2021年12月5日 主日礼拝

《 従いて待つ人 マリア 》

ルカによる福音書 1:26〜38

六ヶ月目に、天使ガブリエルは、ナザレというガリラヤの町に神から遣わされた。ダビデ家のヨセフという人のいいなずけであるおとめのところに遣わされたのである。そのおとめの名はマリアといった。天使は、彼女のところに来て言った。「おめでとう、恵まれた方。主があなたとともにおられる。」マリアはこの言葉に戸惑い、いったいこの挨拶は何のことかと考え込んだ。すると、天使は言った。「マリア、恐れることはない。あなたは神から恵みをいただいた。あなたは身ごもって男の子を産むがその子をイエスと名づけなさい。その子は偉大な人になり、いと高い方の子と言われる。神である主は、彼に父ダビデの王座をくださる。彼は永遠にヤコブの家を治め、その支配は終わることがない。」マリアは天使に言った。「どうしてそのようなことがありえましょうか。わたしは男の人を知りませんのに。」天使は答えた。「聖霊があなたに降り、いと高き方の力があなたを包む。だから、生まれる子は聖なる者、神の子と呼ばれる。あなたの親類のエリサベトも年をとっているが、男の子を身ごもっている。不妊の女と言われていたのに、もう六ヶ月になっている。神にできないことは、何一つない。」マリアは言った。「わたしは主のはしためです。お言葉どおり、この身に成りますように。」そこで、天使は去って行った。

 (ルカ1:26-38)

わたしたちは、待っています。突然やって来るであろう「その日、その時」を待っています。その日、その時は、主が始められる日です。

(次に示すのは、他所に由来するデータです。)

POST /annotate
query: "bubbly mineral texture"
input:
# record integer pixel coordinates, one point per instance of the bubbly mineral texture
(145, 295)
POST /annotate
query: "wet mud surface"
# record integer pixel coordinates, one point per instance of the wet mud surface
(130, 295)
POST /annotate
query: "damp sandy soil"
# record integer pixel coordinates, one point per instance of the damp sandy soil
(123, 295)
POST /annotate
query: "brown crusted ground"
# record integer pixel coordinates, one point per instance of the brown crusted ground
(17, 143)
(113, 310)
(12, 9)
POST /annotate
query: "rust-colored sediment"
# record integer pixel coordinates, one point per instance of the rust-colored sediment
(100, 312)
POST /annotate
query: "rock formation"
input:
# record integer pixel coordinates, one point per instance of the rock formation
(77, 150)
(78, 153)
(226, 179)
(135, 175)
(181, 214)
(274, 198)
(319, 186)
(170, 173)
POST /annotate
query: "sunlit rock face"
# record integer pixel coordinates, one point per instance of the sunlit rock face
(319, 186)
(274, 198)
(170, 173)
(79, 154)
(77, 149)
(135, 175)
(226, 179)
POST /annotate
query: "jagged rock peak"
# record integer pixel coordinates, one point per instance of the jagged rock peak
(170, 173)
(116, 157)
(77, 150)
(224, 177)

マリアにも、その日、その時が、やってきました。それは、マリアにとっては、突然の出来事でした。あまりにも突然の出来事で、マリアは戸惑い、恐れています。しかし、マリアは、「神にできないことは、何一つない」と告げる天使ガブリエルの言葉によって、すべての命を創り出した主なる神さまには、できないことなど一つもないと信頼して「主のはしためです」とマリアは、言いました。

マリアは、天使ガブリエルの告げる言葉によって、「わたしは主のはしためです。お言葉どおり、この身になりますように。」と従うようになっていきました。主のはしためである、主の僕であるということは、主が命じることがあれば、すぐに従っていくという準備をしていること。もしかしたら、命じられることはないかもしれない。しかし、命じられれば、いつでもそのとおりに動く準備ができていることです。

マリアは、貧しい者というのが、自己認識だったのです。しかし、神にできないことは何一つないということを知った時に、彼女の自己認識は、「主のはしため」に変わり、神に従う者として歩み始めました。「身分の低い、この主のはしためにも、目をとめてくださったからです。」と救い主である神さまを喜びたたえています(1:47-48)。マリアは、周りの人から特別扱いされることなどない人でした。それゆえに、自分でも自分が特別な存在であると思ったことがなかったでしょう。しかし、神さまは、救いのために、マリアを特別な人とされました。

マリアが、日に日に大きくなっていくお腹を感じていたように、わたしたちが、イエスさまの誕生によって世界の救いが実現することを知らされている人たちは、救いの出来事が日に日に大きくなっていくことを知ることになるでしょう。マリアは、もう確かに一人ではありませんでした。イエスさまと一心同体となって、マリアは生活したのです。

マリアは、この後も、多くの人たちからは、特別な人として扱われることはなかったと思います。しかし、同じように、神さまの救いの計画を知った人には、幸いをもたらし、喜びを与える存在になっていきました(1:39−45)。

《祈り》

世界を創り出された主よ、あなたにできないことなど一つもありません。私たちは、あなたを喜びたたえます。あなたが、わたしたちに目を止めてくださったからです。あなたの語られることを開かれた心と態度で聞き、従う者とならせてください。主の御名によって祈ります。アーメン。